Remember that backup works like an insurance. Every if you opt for a paid backup solution, it is worth considering if you have valuable data that you need for your work. For instance, during the ransomware attack on San Franciso’s transportation system, the company decided not to pay to the hacker and restore all infected computer from backup, which saved them $70,000 ransom.
- Start using strong Internet security solutions-
if you need Internet for your daily works, it is essential that you have an Internet security solution. It does not cost much to have a premium Internet security product that includes anti-viruses as well.
- Learn about malwares and how they enter in your computer
keep your eyes open on the latest trends on malware development. You can visit Sophos, Norton’s, McAfee or Trend Micro’s blog to keep abreast of ransomwares.
- Scan before copying files
Scan the external drive before copying anything to your computer. A pen drive may contain a Trojan which may be copied over to you system and it might open a backdoor to install ransomware remotely on your computer.

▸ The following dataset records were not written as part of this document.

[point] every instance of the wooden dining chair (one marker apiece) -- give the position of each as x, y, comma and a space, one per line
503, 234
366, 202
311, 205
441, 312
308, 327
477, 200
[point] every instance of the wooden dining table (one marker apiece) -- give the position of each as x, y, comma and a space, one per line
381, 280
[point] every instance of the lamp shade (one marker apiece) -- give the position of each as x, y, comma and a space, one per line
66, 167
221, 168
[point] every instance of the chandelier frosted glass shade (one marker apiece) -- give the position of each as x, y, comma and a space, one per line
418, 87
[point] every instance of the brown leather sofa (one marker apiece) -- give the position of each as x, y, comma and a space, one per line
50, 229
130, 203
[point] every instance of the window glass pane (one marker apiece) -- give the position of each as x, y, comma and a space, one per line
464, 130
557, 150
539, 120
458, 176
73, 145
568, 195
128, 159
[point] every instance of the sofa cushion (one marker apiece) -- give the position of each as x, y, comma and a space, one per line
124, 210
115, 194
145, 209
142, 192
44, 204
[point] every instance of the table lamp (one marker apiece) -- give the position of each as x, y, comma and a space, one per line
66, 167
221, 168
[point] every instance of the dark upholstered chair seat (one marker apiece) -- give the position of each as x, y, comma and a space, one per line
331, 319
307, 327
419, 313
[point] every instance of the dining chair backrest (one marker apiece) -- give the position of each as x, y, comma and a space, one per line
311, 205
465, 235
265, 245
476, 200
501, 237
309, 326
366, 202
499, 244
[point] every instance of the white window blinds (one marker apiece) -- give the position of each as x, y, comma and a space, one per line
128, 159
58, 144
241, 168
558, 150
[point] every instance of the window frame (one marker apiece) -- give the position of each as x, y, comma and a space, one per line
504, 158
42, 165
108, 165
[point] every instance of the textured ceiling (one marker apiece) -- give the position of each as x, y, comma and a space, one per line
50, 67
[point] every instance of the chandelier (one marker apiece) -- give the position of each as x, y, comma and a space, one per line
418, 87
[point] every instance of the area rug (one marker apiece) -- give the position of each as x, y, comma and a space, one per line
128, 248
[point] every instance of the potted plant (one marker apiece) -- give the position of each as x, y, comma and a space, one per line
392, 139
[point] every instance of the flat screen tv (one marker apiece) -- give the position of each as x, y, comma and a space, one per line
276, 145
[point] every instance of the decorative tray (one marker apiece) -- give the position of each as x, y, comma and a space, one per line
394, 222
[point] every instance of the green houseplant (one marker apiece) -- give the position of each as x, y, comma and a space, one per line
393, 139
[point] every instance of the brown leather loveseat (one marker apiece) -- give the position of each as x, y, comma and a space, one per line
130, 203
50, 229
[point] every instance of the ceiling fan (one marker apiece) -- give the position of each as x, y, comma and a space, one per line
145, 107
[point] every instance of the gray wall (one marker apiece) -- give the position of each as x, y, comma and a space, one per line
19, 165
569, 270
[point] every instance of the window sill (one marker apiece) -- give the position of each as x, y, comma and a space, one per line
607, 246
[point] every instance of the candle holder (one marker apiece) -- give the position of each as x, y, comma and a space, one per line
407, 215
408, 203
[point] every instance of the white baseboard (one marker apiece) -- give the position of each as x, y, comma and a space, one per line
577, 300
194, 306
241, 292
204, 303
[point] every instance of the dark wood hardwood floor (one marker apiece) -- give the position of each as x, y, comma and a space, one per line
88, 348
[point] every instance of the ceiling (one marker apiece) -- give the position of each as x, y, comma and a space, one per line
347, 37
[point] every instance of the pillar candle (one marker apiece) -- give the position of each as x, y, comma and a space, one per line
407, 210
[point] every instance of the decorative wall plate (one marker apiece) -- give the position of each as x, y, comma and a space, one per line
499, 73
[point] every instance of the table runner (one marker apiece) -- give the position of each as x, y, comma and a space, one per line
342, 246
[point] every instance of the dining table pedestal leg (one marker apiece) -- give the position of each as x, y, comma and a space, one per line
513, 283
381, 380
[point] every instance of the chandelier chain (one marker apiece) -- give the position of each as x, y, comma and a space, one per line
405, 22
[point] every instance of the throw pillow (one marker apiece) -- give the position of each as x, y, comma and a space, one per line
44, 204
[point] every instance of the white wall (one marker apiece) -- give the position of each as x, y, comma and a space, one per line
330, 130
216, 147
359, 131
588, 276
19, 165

Don’t turn on macros- macro auto-execution disable on Windows by default. If downloaded file/apps ask you to turn-on, don’t do it.
- Microsoft office view
If you have to open a Microsoft word or Excel that you receive from someone, you can view it with Microsoft office viewer before opening it.
- Privilege user account
Avoid using privileged account. Create a second account on your computer with less privilege and only use your administrative credential when you have to install anything. Avoid browsing and downloading anything when you log in with your admin account.
What to do if my computer gets infected with ransomware?
Despite taking all preventive measure if your computer gets infected with ransomware, you can try to roll back your computer from backup. If it fails you can seek professional assistance from malware removing service provider.